When you and your spouse buy your first home, you will probably obtain a mortgage to finance it. At your mortgage closing, the lender may require you to pay money into an escrow account. Mortgage escrow accounts hold funds that your lender uses to pay your property taxes and home insurance expenses during the year.
Purpose of Escrow Accounts
Lenders require borrowers to hold escrow accounts to prevent a home's property taxes from becoming delinquent. Because the lender will need to use the collateral to recover the cost of the loan if you default, it wants to protect the property from damage and the claims of other creditors. If property taxes are delinquent, the taxing authority can impose a lien on the title to the home, which compromises the lender's claim on the property.
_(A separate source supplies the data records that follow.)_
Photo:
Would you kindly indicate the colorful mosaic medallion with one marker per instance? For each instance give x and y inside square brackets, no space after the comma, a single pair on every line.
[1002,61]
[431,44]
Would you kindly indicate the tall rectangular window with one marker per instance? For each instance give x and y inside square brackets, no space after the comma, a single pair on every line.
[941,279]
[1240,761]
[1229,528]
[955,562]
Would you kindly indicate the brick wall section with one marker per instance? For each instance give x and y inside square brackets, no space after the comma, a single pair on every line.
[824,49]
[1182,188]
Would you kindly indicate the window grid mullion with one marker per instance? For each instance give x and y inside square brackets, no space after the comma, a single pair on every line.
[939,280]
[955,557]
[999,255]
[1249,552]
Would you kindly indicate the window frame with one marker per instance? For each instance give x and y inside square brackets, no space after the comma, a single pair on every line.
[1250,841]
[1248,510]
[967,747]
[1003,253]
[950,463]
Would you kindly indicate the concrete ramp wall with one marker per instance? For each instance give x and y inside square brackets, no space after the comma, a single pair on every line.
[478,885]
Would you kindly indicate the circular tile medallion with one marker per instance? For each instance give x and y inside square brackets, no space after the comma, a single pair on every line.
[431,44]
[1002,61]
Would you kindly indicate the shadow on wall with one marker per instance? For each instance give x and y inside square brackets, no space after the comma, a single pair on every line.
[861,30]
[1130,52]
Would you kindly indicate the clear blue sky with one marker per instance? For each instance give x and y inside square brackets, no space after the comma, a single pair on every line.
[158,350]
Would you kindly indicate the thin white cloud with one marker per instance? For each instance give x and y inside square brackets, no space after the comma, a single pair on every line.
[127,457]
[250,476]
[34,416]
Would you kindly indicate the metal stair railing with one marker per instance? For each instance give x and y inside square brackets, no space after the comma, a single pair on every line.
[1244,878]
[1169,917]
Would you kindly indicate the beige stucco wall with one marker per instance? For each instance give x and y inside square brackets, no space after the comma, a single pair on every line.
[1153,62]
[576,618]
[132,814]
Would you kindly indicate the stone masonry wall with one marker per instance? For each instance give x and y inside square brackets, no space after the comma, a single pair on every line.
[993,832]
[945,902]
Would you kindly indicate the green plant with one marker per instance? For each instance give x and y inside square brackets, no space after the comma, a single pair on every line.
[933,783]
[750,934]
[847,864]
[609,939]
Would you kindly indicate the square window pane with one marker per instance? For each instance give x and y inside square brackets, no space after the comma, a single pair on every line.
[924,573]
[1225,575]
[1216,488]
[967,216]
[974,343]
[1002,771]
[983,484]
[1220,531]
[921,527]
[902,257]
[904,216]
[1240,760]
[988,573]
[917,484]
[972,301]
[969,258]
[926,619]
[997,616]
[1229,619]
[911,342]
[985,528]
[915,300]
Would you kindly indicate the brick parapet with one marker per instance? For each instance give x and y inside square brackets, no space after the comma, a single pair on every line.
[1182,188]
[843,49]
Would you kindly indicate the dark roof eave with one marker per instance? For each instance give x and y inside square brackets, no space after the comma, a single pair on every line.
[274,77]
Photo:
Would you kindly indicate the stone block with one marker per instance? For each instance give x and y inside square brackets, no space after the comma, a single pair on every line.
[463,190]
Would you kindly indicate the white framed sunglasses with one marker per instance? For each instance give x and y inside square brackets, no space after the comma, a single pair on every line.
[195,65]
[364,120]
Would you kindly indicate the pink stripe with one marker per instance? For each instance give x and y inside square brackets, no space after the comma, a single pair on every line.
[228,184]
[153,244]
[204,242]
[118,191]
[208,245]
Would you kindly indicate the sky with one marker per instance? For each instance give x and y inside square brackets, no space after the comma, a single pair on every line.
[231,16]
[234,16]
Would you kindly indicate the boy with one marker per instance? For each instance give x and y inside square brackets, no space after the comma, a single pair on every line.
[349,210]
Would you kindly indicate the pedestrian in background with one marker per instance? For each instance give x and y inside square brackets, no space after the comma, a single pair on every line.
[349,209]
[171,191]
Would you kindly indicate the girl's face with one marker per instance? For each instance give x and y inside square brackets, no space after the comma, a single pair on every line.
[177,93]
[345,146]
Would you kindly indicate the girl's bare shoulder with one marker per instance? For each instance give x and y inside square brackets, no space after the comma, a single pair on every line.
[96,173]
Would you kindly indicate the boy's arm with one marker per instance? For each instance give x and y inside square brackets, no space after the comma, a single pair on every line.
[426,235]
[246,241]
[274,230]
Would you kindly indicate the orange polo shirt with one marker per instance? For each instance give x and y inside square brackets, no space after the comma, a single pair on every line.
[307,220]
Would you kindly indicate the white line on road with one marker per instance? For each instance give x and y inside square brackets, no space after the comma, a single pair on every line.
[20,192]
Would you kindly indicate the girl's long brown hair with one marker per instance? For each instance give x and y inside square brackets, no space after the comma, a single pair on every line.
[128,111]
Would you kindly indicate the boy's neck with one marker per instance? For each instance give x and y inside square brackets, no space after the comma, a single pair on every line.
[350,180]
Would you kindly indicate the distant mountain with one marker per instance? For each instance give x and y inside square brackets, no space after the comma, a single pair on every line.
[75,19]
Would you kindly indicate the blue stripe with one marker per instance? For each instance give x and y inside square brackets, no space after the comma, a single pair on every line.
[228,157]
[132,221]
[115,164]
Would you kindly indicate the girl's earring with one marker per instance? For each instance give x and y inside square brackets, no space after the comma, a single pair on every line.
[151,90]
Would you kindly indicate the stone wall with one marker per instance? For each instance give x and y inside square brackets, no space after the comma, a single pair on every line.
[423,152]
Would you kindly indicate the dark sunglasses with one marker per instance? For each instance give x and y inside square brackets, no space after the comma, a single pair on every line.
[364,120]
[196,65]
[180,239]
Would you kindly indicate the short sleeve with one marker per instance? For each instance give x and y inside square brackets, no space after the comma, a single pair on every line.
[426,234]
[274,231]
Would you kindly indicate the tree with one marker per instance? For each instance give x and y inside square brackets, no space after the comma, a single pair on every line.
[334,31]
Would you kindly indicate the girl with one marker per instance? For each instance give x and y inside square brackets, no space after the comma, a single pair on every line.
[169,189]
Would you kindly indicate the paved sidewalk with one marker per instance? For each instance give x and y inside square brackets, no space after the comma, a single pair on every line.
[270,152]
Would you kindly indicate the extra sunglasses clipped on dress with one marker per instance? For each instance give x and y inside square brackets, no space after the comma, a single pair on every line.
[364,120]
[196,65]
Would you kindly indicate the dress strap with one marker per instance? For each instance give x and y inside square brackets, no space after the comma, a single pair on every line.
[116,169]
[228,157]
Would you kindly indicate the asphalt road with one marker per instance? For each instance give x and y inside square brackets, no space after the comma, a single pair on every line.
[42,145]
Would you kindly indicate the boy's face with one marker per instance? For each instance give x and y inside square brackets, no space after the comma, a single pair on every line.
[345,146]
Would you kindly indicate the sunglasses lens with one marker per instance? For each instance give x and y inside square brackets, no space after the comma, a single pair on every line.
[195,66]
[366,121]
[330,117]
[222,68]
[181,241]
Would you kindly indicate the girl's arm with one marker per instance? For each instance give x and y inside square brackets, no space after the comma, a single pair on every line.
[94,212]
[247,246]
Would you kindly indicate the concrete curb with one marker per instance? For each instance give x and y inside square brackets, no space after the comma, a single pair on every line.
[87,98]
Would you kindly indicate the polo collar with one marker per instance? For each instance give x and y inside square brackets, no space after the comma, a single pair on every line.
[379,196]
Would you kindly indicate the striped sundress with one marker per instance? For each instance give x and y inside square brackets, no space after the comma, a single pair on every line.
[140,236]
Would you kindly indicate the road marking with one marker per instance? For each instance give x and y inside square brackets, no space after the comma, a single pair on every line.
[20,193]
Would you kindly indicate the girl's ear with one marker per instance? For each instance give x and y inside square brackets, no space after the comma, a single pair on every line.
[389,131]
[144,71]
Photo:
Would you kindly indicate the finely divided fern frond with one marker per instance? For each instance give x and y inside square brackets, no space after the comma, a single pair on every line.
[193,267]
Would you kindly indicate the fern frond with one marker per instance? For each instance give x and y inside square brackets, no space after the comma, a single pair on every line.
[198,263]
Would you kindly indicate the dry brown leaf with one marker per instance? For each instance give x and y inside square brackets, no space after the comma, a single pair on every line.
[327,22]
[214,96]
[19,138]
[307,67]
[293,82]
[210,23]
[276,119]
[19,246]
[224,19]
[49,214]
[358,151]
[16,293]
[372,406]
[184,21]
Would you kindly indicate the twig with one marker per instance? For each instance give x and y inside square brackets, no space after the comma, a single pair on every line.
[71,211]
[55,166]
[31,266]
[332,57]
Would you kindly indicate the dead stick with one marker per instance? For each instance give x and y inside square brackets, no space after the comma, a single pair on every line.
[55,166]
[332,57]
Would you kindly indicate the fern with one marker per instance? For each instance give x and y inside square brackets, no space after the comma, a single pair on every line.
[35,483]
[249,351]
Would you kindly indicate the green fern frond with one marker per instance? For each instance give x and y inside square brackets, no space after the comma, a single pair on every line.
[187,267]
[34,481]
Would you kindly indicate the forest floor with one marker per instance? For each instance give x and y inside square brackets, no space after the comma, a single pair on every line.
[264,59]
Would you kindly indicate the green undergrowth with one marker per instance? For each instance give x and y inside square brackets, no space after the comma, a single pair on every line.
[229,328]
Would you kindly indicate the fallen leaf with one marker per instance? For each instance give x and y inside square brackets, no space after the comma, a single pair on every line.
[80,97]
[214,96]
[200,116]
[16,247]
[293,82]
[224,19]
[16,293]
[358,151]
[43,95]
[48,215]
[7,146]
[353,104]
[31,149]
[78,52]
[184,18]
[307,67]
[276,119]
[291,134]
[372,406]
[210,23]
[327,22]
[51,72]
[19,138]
For this reason, the lender elects to collect funds from the borrower and pay the property taxes itself. Lenders also use the funds in the escrow account to pay for home insurance, which protects the home against losses related to damage.
To determine how much money you must pay into your escrow account each month, your lender first determines your annual home insurance and property tax obligations. By dividing the sum of your insurance and taxes by 12, the lender can determine how much money you need to pay into the account each month to break even. Lenders may also require you to keep a cushion in the account. At closing, you will deposit the amount of the cushion along with the amount required to bring the account balance current for that point in the year.
Escrow accounts are regulated by the Real Estate Settlement Procedures Act. RESPA doesn't require lenders to hold escrow accounts for borrowers, nor does it prohibit them from doing so. However, RESPA does limit the amount that lenders can hold as a cushion in the account to one-sixth of the account's total obligations during the year. RESPA also stipulates that the money in the account be used only to pay real estate taxes and home insurance expenses.
When a lender holds an escrow account on your behalf, it is legally obligated to make your property tax and home insurance payments in full and on time. RESPA requires lenders to perform escrow account analysis once each year to ensure that the balance in the account covers your obligations but doesn't exceed the allowable limit. If your account balance is too high, the lender must issue a refund. Though most lenders require borrowers to maintain escrow accounts, some lenders allow borrowers to opt out of their escrow account after the mortgage's loan-to-value ratio drops below a set amount.